Burns are classified by the seriousness of damage that they cause and range from minor to catastrophic:

  • First degree: A minor burn that causes skin redness and minor swelling
  • Second degree: A more serious burn that causes blisters and the skin to be slightly thick
  • Third degree: Prolonged exposure to dry or wet heat causes the skin to become leathery and waxen with damage to the dermis and surrounding nerves
  • Fourth degree: Not only reaches the third-degree stage but burns longer and damages tendons, muscle, and bone causing charring and loss of function

Those who have third and fourth-degree burns may not experience pain because the nerve tissue is damaged but should still contact a Fort Lauderdale burn injury lawyer. Anyone who suffers burns over 25 percent of their body or more than five percent on their hands and face have been catastrophically injured, under Florida law.

Proving Negligence in a Burn Injury Lawsuit

A gavel laying on top of a legal book in front of scales

The legal definition of negligence is not exercising care toward others that a reasonable person would do under similar circumstances, or not taking action that a reasonable person would take. Florida uses the modified comparative negligence standard, which reduces the number of damages that can be claimed by the percentage of assessed fault, up to 50%. If the claimant is found to be 51% or more at fault, they are prohibited from recovery entirely. The rationale of Florida lawmakers is that anyone who has some fault in an accident must bear some responsibility. Fort Lauderdale burn injury lawyers have seen individuals who are 30 percent at fault may only claim 70 percent of the damages.

Negligence has five elements that must be proven to have a viable case. These include:

  • Duty of care: A reasonable person has a legal obligation not to cause harm or property damage to another. In some circumstances, a person may not owe a duty of care to another
  • Breach: Committing an act that violates duty of care
  • Causation: But for the breach, the accident would not have happened and the breaching act had a foreseeable result
  • Damages: Harm or property damage occurred
  • Proximate Cause: The foreseeable consequences of an action

Possible Damages In Burn Injury Cases

A printed medical billing statement with a stethoscope on top of it

Under the law, anyone who is harmed by an act of another may sue for damages that the act caused. These are common damages in burn cases:

  • Medical treatment and hospitalization
  • Surgeries and skin grafts
  • Therapeutic treatments
  • Long-term care
  • Disfigurement
  • Pain and suffering
  • Lost present and future income
  • Loss of consortium

Role of a Burn Injury Lawyer

The attorneys at Kogan & DiSalvo in front of their office building

Achieving compensation requires filing a lawsuit with the court alleging damages.
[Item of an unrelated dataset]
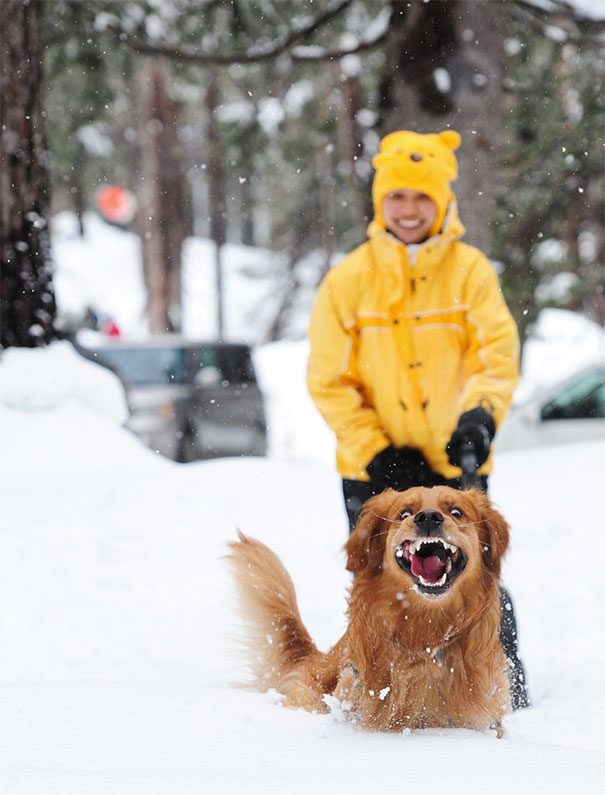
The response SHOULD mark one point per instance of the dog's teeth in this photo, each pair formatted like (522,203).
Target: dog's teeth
(437,584)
A Fort Lauderdale burn injury lawyer will prepare the lawsuit citing applicable statutory law and law decided by court cases. Evidence gathered before trial spans physical evidence of the burn scene and photographs of the burns, documentary evidence detailing all medical and related expenses, and testimonial evidence from everyone involved and witnesses.

Civil cases like burn injuries are often settled out of court between litigants. A Ft Lauderdale personal injury lawyer will negotiate with the insurance company to achieve an amount of damages that is satisfactory and fair to the client.